To determine the effect of the lipids in viral infection to the alveolar cells, we exposed them to the SARS-CoV-2 to record impedance at confluence, taking images every hour for visual confirmation. We observed no changes in impedance when comparing no-virus exposure with two different Median Tissue Culture Infectious Dose (TCID50), 1000 and 10,000. The time/image composites (depicted in Extended Data Video 2) show that as soon as infected cells are lifted, the neighboring cells fill the gap resulting in no difference in impedance. In light of this observation, we infected human alveolar cells with SARS-CoV-2 for 3 days and immunostained them using anti-Spike protein (Fig. 3a) . The infection resulted in an intracellular Spike protein signal (Fig. 3b) . The addition of ELV-N32 methyl-ester, ELV-N34 sodium salt, and both acetylenic ELVs and their precursors, VLC-PUFAs 32:6 and 34:6, remarkably decreased the signal of S protein in the cells, suggesting that the lipids prevented the viral infection of the alveolar cells. The VLC-PUFAs may exert this protective effect by the synthesis of ELVs or by modifying the cell surface membrane lipidome remodeling that would disrupt tetraspaninmembrane microdomains 18, 19 to contribute to blocking SARS-CoV-2 virus cell binding and entrance, and in addition, perturb endosome formation hindering virus replication. www.nature.com/scientificreports/ Additional research will be needed to elucidate the molecular mechanisms of ACE2 downregulation. Since the SARS-CoV-2 affects nasal mucosa, GI, the eye, and the nervous system exploring the protective potential of ELVs in other cell types would further expand the scope of our observations beyond the lung. Our results provide a foundation for future research and offer specific mediators for interventions to modify disease risk, progression, and protection of the lung from COVID-19 or other pathologies.

We have used primary cell cultures of human alveoli, which consist of a mixture of ciliated cells, club cells, type I pneumocytes, and type II pneumocytes (PromoCell, HSAEpC). We have characterized the histology and immunocytochemistry in these primary cultures (Fig. 1a,b,g,h) . We performed all the experiments in 48 wells with passage 4 cells seeded at 15,000 cells per cm 2 density. The cells were incubated to confluency and maintained in the proprietary Medium provided by Promocell with the addition of Pen/Strep and exposed to 0.5 μg of tagged protein per well for 24 h in the presence or absence of 10 ng/ml IL1β (PeProTech Inc., Rocky Hill, NJ Cat# 200-01B) and/or 10 ng/ml TNFα (Cell Sciences Inc., Newburyport MA. Cat# CRH520B). After this period, cells were incubated 10 min with 1/1000 cell mask (Thermo Scientific cat# C37608) medium and fixed using PFA 4%. After fixation, nuclei were stained with 10 μg/ml Hoechst 33342 (Thermo Scientific cat#H3570). To characterize the cell types in culture after fixation, we performed immunocytochemistry using the following primary antibodies: HT1-53, a marker of pneumocytes type I, and HT2-280 (Terrace Biotech cat#HT1-53 and HT2-280); Foxj1 (Santa Cruz Biotech, sc-53139) and β-Tubulin IV marker of pneumocytes type II (Abcam cat# ab179509). ACE2 (Santa Cruz Biotech, sc-390851) and TMPRSS2 (Abcam cat #Ab109131) were used for Immunostain the two mentioned proteins in cell culture.

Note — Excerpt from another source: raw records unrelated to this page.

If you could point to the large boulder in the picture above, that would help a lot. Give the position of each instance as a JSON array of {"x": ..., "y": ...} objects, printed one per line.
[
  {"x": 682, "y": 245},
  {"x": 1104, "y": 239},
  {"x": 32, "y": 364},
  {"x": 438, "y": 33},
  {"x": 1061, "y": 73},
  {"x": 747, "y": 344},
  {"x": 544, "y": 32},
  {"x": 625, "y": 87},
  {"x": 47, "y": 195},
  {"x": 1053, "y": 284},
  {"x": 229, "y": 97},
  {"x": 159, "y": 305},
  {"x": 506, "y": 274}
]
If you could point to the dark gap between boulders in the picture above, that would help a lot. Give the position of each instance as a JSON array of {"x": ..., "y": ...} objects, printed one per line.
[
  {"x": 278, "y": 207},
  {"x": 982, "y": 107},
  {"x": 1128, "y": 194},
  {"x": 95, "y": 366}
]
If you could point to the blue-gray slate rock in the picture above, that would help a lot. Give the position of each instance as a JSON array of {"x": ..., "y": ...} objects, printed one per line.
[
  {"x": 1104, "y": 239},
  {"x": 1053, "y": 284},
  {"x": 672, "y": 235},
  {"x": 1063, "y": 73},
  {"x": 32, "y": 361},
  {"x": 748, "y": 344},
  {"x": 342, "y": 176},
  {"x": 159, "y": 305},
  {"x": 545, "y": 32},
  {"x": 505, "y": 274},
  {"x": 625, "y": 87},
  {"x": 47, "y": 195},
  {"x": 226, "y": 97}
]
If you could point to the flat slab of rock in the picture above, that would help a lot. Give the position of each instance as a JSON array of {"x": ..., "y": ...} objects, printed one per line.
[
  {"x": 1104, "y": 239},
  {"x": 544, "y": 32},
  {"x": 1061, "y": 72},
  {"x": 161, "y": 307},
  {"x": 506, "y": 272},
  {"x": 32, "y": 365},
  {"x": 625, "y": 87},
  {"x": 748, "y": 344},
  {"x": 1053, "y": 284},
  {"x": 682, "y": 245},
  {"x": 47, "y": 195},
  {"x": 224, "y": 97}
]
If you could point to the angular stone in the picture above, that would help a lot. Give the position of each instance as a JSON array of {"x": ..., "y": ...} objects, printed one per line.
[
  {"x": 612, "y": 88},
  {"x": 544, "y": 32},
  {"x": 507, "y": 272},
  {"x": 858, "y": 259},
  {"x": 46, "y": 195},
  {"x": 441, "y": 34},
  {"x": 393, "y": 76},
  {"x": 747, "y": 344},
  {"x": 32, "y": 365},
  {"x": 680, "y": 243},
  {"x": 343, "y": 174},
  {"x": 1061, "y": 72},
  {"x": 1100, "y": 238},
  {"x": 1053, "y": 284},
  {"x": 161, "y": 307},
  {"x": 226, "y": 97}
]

ACE2 protein abundance using Jess technology. The western assay was performed using a Jess Protein Simple system (San Jose, CA, USA) following the manufacturer's protocol. Briefly, samples were lysed with RIPA buffer containing a protease inhibitor cocktail (Sigma, Cat. P8340). Soluble protein concentration was determined by BCA assay (Thermo Fisher Scientific, Cat. 23225) and 0.4 µg used/reaction. Samples were heated at 95 °C/5 min, and 3 µL of each sample were loaded. The 12-230 kDa cartridge (Protein Simple-#SM-W004) was used. Primary antibodies were diluted in antibody diluent 2 buffer (Protein Simple, #042-203), and the working solution of secondary antibodies was provided by the company (Protein Simple, #042-206). For data analysis, the area of spectra that matched the molecular weight of the target protein was used (Fig. 1j) . We used the anti-ACE2 antibody from Abcam (cat# ab108252) in a concentration of 1 μg/ml. The standardization was performed using total protein stain and using an anti-GAPDH antibody from Santa Cruz Biotech (cat# Sc-25778).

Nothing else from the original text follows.